The focalevents
codebase provides tools for organizing data collected around focal events on social media.
It is often difficult to organize data from multiple API queries. For example, we may collect tweets when a hashtag starts trending by using Twitter’s filter stream. Later, we may make a separate query to the search endpoint to backfill our stream with what we missed before we started it, or update it with tweets that occurred since we stopped it. We may also want to get reply threads, quote tweets, or user timelines based on the tweets we collected. All of these queries are related to a common focal event—the hashtag—but they require several separate calls to the API. It is easy for these multiple queries to result in many disjoint files, making it difficult to organize, merge, update, backfill, and preprocess them quickly and reliably.

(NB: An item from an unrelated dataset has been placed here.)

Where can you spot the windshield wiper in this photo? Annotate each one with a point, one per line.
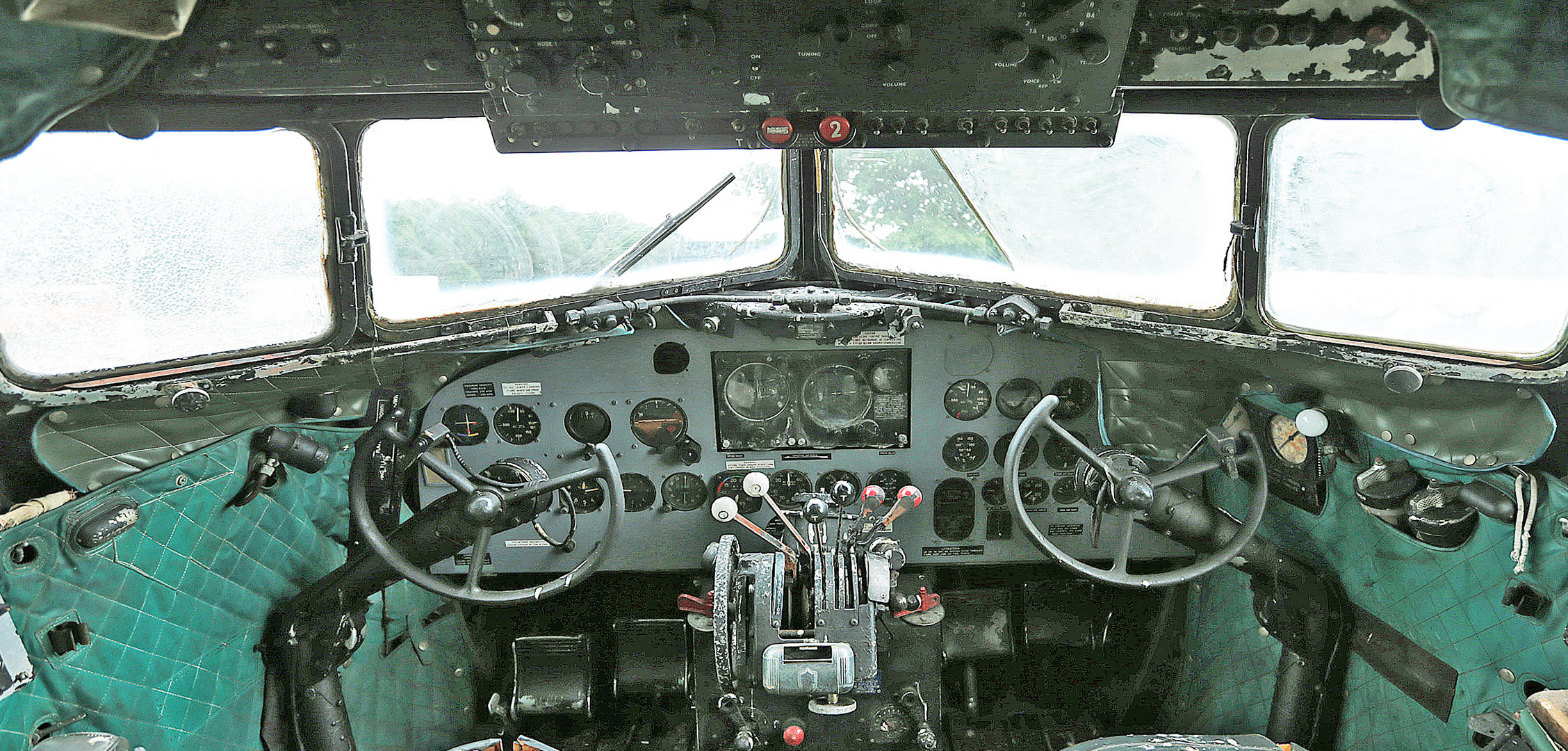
(667, 228)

To address these issues, focalevents
can be used to organize social media focal event data collected from Twitter’s v2 API using academic credentials and PostgreSQL. It is easy to do any of the following with the tools here:
- Query Twitter’s full archive or filter stream for focal event data
- Backfill and update those queries with additional data
- Collect conversation threads and quote tweets of focal event tweets
- Retrieve full user timelines for any user tweeting during a focal event
All of these functionalities are easy, single line commands, rather than long multi-line scripts, as are typically needed to read IDs, query the API, output data, and merge it with existing data. This allows researchers to design more complex studies of social media data, and spend more time focusing on data analysis, rather than data storage and maintenance.
The repository's code can be downloaded directly from Github, or cloned using git:
git clone https://github.com/ryanjgallagher/focalevents
See the full documentation for more information about installing, configuring, and using the focalevent
tools.
The code here is written and maintained by a single person. First and foremost, it has been designed to help them manage their own data and create replicable pipelines. They are sharing it in the hope that it may help others who have similar workflows and are interested in organizing their Twitter data according to focal events using PostgreSQL.
Requests for enhancements or additions to the code will likely be declined if the author does not anticipate using them in their own research. It is highly unlikely that the code will ever be adapted to work with databases other than PostgreSQL. Further, general problems with database setup or conflicts with pre-existing database structures are beyond the scope of this project and will not be addressed.